Let Me In poignantly acknowledges the fear that many people carry around of ultimately letting themselves down, especially under considerable, prolonged strain. It’s no accident that most of the adults in the film are unnamed, as they are merely ghosts to the tortured children around them, and maybe even to themselves. The final scene, which finds Owen in a rare instance of happiness, is understatedly sad and ironic, as it’s this moment where the boy has probably assured his own position as a future nameless man in a hospital, as someone destined to eventually disappoint a perpetual child who used to understand him.
This DVD is an impressive transfer of a gorgeous movie. The haunting oranges and whites of the scope cinematography are vivid and pristine without looking too scrubbed, as is the case with certain Blu-rays. Let Me In, reminiscent of Where the Wild Things Are, is supposed to look a little grainy and chaotic so as to approximate the turmoil and confusion inherent in the story. The sound is equally striking, particularly Michael Giacchino’s soaring, ominous score, which honors numerous classic horror scores (most obviously The Shining and John Carpenter’s The Thing) while effectively establishing an arresting tempo of unrest in its own right. The more subtle effects, such as 1980s music cues and little details such as the unwrapping of a candy bar, are outstandingly layered.

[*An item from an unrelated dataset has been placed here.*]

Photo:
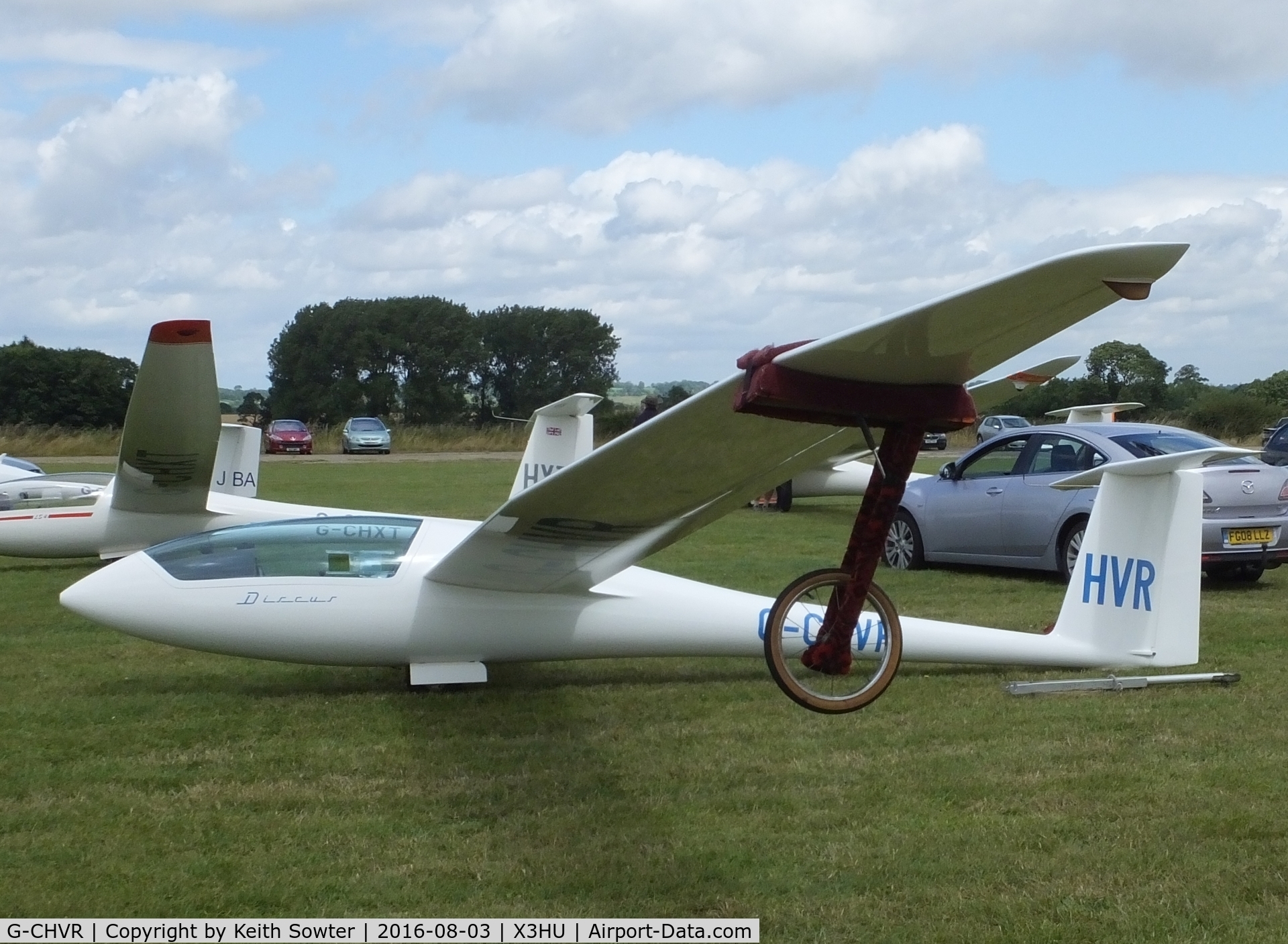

The commentary with Matt Reeves is rich in anecdotes pertaining to virtually all aspects of the film’s making, including his self-consciousness tackling a respected horror property. The writer-director paints an appealing self-portrait of a movie geek trying to forge his own trail while shouting out to past classics. (The one-shot car wreck sequence was inspired by Dial M for Murder, for example.) The special effects features, despite somewhat pointedly avoiding the fact that Let Me In is a remake of another recent movie, are brief but unusually tasteful and informative. The making-of featurette is a well-produced puff piece, with trailer and poster galleries rounding out the tribute. Overall, a decent sampling of extras for the geek-inclined.
An unusually beautiful horror film that understands that adolescence isn’t one fixed state of past tense, but an ever-shifting, wobbly, see-saw of the wonderful, awful, tedious, and potentially permanently damaging.